FATF decisions based on primary or secondary data?

0
90
Pakistan narrowly escaped being black listed by FATF in June 2019. The message to Pakistan by the organization was, “not only did Pakistan fail to complete its action plan items with January deadlines, it also failed to complete its action plan items due May 2019”. Indian lobbying and accompanying new geopolitical alliances have a lot to do with the pressure on Pakistan.

Geo-politics aside, the limelight cannot be drawn away from Pakistan’s abject failure at devising policies to any area of domestic or international policies.

Though creation of laws in Pakistan may be strong, the implementation continue to lag behind. This is mainly due to lack of real institutional reforms at the core level and failure to invest in human resources. The present strict measures being taken in taxation laws though may yield some increased funds to the government not only create an atmosphere of fear for investors, but has led to increased cost of production, making products noncompetitive in international markets but has also led to loss of jobs and low buying power of the common man. The last two outcomes are dangerous from a purely security point of view. Not only, in due course it will lead to greater mayhem and lawlessness, it will also contribute to many joining banned outfits if only to provide them with enough to put food on their table.

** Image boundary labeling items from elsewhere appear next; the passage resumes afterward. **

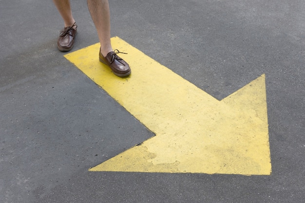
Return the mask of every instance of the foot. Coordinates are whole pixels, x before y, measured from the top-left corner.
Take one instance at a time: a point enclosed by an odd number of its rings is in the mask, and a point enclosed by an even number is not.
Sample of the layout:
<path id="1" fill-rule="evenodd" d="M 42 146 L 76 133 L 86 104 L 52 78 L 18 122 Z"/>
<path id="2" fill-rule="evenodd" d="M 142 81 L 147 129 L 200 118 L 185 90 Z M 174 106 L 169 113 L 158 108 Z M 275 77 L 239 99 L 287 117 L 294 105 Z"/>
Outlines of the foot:
<path id="1" fill-rule="evenodd" d="M 115 75 L 119 77 L 124 77 L 130 74 L 132 71 L 129 65 L 116 55 L 119 53 L 126 54 L 120 52 L 116 49 L 114 52 L 109 52 L 104 57 L 100 51 L 99 61 L 109 66 Z"/>
<path id="2" fill-rule="evenodd" d="M 57 46 L 62 52 L 68 52 L 74 46 L 75 37 L 77 33 L 77 26 L 75 22 L 72 26 L 66 27 L 59 34 Z"/>

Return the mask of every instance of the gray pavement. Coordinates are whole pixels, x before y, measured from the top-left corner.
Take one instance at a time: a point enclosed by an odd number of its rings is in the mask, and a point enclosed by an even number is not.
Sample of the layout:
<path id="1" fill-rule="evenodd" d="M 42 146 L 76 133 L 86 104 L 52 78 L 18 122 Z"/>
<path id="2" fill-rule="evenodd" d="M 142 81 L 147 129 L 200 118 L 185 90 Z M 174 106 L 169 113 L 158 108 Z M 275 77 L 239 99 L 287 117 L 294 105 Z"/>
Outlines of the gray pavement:
<path id="1" fill-rule="evenodd" d="M 63 57 L 52 1 L 0 0 L 0 203 L 303 203 L 305 1 L 110 0 L 117 36 L 221 100 L 266 75 L 270 176 L 91 172 L 154 134 Z M 72 1 L 74 51 L 98 42 Z"/>

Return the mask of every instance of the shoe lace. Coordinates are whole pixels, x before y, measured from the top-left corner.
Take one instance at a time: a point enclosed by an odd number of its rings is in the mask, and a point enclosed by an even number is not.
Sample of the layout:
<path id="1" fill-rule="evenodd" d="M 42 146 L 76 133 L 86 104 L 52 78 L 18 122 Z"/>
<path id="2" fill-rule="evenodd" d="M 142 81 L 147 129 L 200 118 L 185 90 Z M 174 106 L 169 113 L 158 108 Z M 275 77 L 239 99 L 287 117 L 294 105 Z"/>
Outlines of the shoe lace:
<path id="1" fill-rule="evenodd" d="M 70 35 L 71 36 L 72 36 L 72 35 L 70 34 L 69 32 L 72 29 L 76 29 L 77 27 L 77 25 L 76 25 L 76 22 L 74 22 L 74 24 L 73 24 L 73 25 L 72 25 L 72 26 L 71 27 L 68 26 L 68 27 L 65 27 L 65 29 L 64 29 L 63 31 L 61 32 L 59 34 L 59 37 L 64 37 L 67 35 L 67 34 Z M 75 28 L 73 28 L 73 27 L 74 26 L 76 26 Z"/>
<path id="2" fill-rule="evenodd" d="M 125 66 L 125 64 L 120 61 L 121 60 L 123 60 L 123 59 L 120 58 L 118 55 L 116 55 L 117 54 L 127 54 L 127 53 L 121 52 L 119 51 L 118 51 L 117 49 L 114 50 L 114 53 L 112 54 L 112 55 L 111 56 L 111 60 L 110 60 L 110 63 L 112 63 L 112 62 L 114 62 L 114 60 L 116 60 L 117 61 L 119 62 L 122 65 Z"/>

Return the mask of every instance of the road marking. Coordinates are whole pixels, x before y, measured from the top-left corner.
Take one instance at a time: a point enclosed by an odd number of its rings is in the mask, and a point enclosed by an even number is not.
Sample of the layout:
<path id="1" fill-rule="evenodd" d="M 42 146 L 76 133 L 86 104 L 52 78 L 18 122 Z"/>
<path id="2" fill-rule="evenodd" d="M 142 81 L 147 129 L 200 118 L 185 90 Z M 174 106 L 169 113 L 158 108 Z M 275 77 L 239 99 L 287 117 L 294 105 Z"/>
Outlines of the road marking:
<path id="1" fill-rule="evenodd" d="M 264 74 L 219 101 L 119 38 L 112 43 L 128 53 L 130 77 L 99 61 L 98 43 L 65 57 L 156 136 L 90 171 L 270 174 Z"/>

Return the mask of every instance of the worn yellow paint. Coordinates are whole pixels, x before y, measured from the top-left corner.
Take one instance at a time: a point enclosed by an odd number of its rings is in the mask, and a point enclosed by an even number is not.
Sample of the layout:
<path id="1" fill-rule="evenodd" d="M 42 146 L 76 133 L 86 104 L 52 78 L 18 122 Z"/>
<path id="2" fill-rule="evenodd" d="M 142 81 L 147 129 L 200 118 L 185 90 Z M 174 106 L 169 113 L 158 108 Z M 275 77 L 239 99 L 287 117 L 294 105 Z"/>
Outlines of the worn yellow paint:
<path id="1" fill-rule="evenodd" d="M 156 136 L 91 171 L 269 175 L 265 75 L 219 101 L 118 37 L 132 74 L 98 61 L 98 44 L 65 55 Z M 122 135 L 124 136 L 124 135 Z"/>

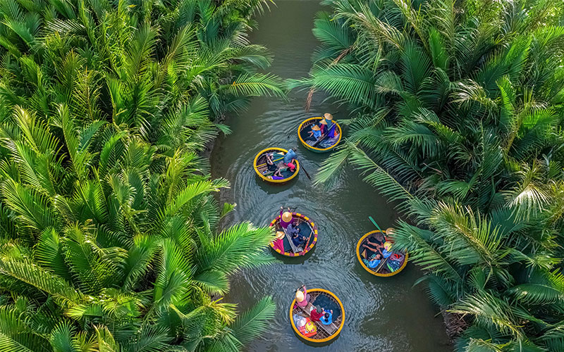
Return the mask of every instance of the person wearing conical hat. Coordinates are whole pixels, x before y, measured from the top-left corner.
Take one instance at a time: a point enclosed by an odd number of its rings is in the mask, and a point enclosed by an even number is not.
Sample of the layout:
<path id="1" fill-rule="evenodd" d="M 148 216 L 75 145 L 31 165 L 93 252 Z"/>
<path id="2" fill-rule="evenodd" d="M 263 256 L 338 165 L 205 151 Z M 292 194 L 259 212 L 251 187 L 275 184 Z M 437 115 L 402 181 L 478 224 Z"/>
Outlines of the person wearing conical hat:
<path id="1" fill-rule="evenodd" d="M 281 252 L 284 252 L 284 232 L 276 231 L 276 237 L 272 241 L 272 248 L 276 251 L 279 249 Z"/>
<path id="2" fill-rule="evenodd" d="M 325 134 L 325 132 L 327 131 L 327 121 L 325 119 L 322 118 L 321 121 L 319 121 L 319 128 L 321 129 L 321 134 Z"/>
<path id="3" fill-rule="evenodd" d="M 389 241 L 386 241 L 384 244 L 384 250 L 382 251 L 382 256 L 384 258 L 389 257 L 392 253 L 392 243 Z"/>
<path id="4" fill-rule="evenodd" d="M 290 208 L 288 208 L 288 211 L 284 211 L 284 208 L 281 206 L 280 207 L 280 226 L 286 229 L 288 228 L 288 225 L 292 223 L 293 220 L 292 218 L 292 212 L 290 210 Z"/>
<path id="5" fill-rule="evenodd" d="M 303 289 L 303 291 L 302 291 Z M 309 301 L 309 294 L 307 293 L 307 289 L 305 285 L 302 285 L 301 287 L 295 291 L 295 304 L 300 307 L 305 307 Z"/>
<path id="6" fill-rule="evenodd" d="M 331 128 L 331 127 L 333 126 L 333 122 L 335 122 L 333 120 L 333 115 L 329 113 L 325 113 L 323 115 L 323 120 L 327 123 L 327 127 L 329 128 Z"/>
<path id="7" fill-rule="evenodd" d="M 312 126 L 312 130 L 307 133 L 309 136 L 306 137 L 306 141 L 317 142 L 317 139 L 321 137 L 321 129 L 317 125 Z"/>

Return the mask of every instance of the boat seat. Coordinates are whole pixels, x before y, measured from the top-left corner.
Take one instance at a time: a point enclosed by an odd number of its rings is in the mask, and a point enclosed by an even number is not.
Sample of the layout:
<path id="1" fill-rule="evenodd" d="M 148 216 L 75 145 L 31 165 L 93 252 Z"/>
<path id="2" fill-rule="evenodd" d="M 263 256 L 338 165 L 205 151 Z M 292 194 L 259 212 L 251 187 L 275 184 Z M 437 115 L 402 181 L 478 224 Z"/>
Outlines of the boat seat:
<path id="1" fill-rule="evenodd" d="M 288 233 L 288 232 L 286 231 L 286 229 L 282 227 L 282 230 L 284 231 L 284 234 L 286 235 L 286 239 L 288 239 L 288 243 L 290 243 L 290 246 L 292 247 L 292 251 L 294 253 L 300 253 L 302 251 L 303 251 L 303 249 L 302 249 L 301 247 L 296 247 L 295 246 L 295 244 L 294 244 L 294 242 L 292 241 L 292 239 L 290 237 L 290 234 Z"/>
<path id="2" fill-rule="evenodd" d="M 306 306 L 305 307 L 300 307 L 297 304 L 295 306 L 298 308 L 298 309 L 301 310 L 304 313 L 305 313 L 306 317 L 309 316 L 309 311 L 312 310 L 312 308 L 313 308 L 313 304 L 312 304 L 311 302 L 307 302 L 307 306 Z M 314 309 L 315 308 L 314 308 Z M 339 327 L 338 327 L 336 324 L 332 322 L 329 325 L 326 325 L 325 324 L 321 323 L 321 322 L 313 322 L 318 328 L 320 327 L 323 329 L 323 330 L 325 331 L 325 332 L 326 332 L 329 335 L 332 335 L 333 334 L 334 334 L 335 332 L 337 331 L 339 328 Z"/>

Though Turkey, China and Malaysia bailed out Pakistan this time round (3 out of 37 needed to stop the motion of placing a nation on black list) this cannot continue indefinitely. At best, diplomacy for some time can maintain a status quo but cannot get us off the gray list.

Pakistan has taken strict measures against the banned outfits, like freezing their assets, taking over their operating facilities and even arresting certain members of these proscribed outfits- however, no legal cases have been so far been instituted against them. The progress of investigation and persecution remains extremely slow.

An interesting question here is: can FATF ascertain via primary measures, the degree to which Pakistan has been successful in curtailing terrorism and money laundering? What are the exact parameters and methodology through which it can make a determination? An interesting contradiction is that Global Terrorism Index report in 2017 placed Pakistan on number 5th in terms of the most affected countries from terrorism. Contradicting this is the report by Basel AML Index 2017 by the Basel Institute of Governance in which Pakistan is ranked on 46th position among 146 countries in the world in terms of assessing the risk of money laundering and terrorist financing (2018). It is safe to assume that FATF relies on secondary measure in its assessment.

It will be also interesting to know if Pakistan has been in these plenary sessions been given data and source of the data on basis of which the decision to continue Pakistan on gray list was taken and the pressure to “do more” is placed.

It may also be a worthy endeavor to award the task of addressing this issue to the National Development Council with the Army Chief and Provincial Ministers on board.